Почувствовав себя лучше, Олег, наконец, решил попробовать подняться. Реализовать план удалось не без труда: рёбра всё ещё болели, перед глазами стоял багровый туман, голова кружилась. В конце концов, получилось встать на ноги достаточно прочно для того, чтобы оглядеться по сторонам и оценить обстановку.
С первого взгляда стало понятно, что землянину неслыханно повезло: болид упал точно в воду. Правда, не в реку и не в озеро, а в болото. Вязкое, склизкое, чем-то похожее на те, что встречаются на Земле в Сибири, но с определёнными отличиями — как-никак, Сибирь находилась за сотни парсеков от этого места. Почва вокруг имела красноватый оттенок из-за обилия оксидов железа. По той же причине характерный цвет ржавчины имела и тёмная, мутная вода.
Метрах в двухстах за спиной Макарова топь заканчивалась, и в небо уходили огромные деревья с толстыми стволами, прямыми, как лазерный луч. На довольно большой высоте от земли в разные стороны расходились ветви, образовывавшие раскидистые кроны с устремлёнными в облачную высь сучьями и длинными тонкими, почти как ёлочные иголки, листьями на них. Точно такие же деревья виднелись в трёхстах метрах впереди и на расстоянии в полкилометра слева. Насколько болото простиралось вправо, понять было невозможно, поскольку там оно скрывалось из виду, заворачивая за невысокий холм. В любом случае, затопленный участок оказался небольшим, и то, что болид угодил в него, казалось чудом.

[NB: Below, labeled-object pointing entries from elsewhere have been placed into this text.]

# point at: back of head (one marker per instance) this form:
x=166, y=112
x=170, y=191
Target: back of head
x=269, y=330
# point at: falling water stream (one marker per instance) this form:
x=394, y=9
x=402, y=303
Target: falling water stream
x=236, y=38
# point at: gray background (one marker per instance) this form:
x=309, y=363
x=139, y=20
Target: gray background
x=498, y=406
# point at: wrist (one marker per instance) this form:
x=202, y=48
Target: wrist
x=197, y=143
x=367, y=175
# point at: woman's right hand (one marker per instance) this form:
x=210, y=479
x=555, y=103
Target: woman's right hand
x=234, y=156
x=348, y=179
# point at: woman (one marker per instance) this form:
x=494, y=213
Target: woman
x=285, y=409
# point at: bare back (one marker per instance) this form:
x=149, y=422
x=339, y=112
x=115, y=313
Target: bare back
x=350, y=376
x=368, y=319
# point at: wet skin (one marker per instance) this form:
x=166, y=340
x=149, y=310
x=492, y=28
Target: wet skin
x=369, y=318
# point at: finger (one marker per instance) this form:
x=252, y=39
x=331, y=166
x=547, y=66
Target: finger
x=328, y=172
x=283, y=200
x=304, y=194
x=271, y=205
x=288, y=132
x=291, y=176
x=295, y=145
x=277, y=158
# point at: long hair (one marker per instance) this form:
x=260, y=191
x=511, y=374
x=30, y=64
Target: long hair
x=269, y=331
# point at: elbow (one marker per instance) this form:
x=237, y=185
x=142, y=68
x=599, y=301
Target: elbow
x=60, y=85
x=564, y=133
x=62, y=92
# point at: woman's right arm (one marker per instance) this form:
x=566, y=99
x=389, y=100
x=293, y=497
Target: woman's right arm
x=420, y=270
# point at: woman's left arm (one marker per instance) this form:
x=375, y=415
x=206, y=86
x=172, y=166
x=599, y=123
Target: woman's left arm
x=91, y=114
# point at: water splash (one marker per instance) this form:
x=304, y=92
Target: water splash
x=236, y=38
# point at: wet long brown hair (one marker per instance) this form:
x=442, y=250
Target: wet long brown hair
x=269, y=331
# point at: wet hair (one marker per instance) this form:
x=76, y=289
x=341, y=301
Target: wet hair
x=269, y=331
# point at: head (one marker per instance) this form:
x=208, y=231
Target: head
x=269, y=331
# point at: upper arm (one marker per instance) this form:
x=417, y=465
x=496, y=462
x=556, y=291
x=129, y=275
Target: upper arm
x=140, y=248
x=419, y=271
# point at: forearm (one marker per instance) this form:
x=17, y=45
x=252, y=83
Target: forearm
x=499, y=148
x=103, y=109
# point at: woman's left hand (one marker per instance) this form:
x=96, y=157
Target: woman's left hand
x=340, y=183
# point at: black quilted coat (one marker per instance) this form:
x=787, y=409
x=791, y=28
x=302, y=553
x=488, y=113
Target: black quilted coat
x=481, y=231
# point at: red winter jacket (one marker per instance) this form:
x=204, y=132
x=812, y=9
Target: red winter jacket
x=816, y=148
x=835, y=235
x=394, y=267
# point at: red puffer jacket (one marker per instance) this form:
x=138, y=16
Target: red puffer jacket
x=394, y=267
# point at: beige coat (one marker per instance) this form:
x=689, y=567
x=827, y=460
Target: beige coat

На раскиданных по топи небольших островках суши, таких же, как и тот, на котором расположился Олег, то тут, то там группками теснились деревья — маленькие, с искривлёнными стволами и реденькими листочками; совсем не похожие на лесных гигантов. В самой трясине росло множество травянистых растений, среди которых чаще всего попадалось тёмно-зелёное, с бордовыми прожилками на широких листьях, стелившихся по земле или плававших на поверхности воды. В воздухе летали насекомые размером со шмеля с устрашающего вида жвалами, низко гудевшие и ежеминутно норовившие усесться Олегу на голову. Между ними вилась большеголовая мелочь с прозрачными, как у стрекозы, крыльями. Из лужи, находившейся поблизости, кто-то то и дело высовывал на неком подобии телескопической антенны глаз и подолгу разглядывал им Олега, отчего тому становилось не по себе: вспоминалась Мефисто, где на тебя так глядели с намереньем отужинать. Из травы доносились странные булькающе-рычащие звуки, непривычные для человеческого уха. Макаров не был ксенобиологом, его познания животного и растительного мира Шат’рэ ограничивались по большей части лишь самыми распространёнными видами, так что оставалось только предполагать, какая тварь способна издавать такое своей глоткой.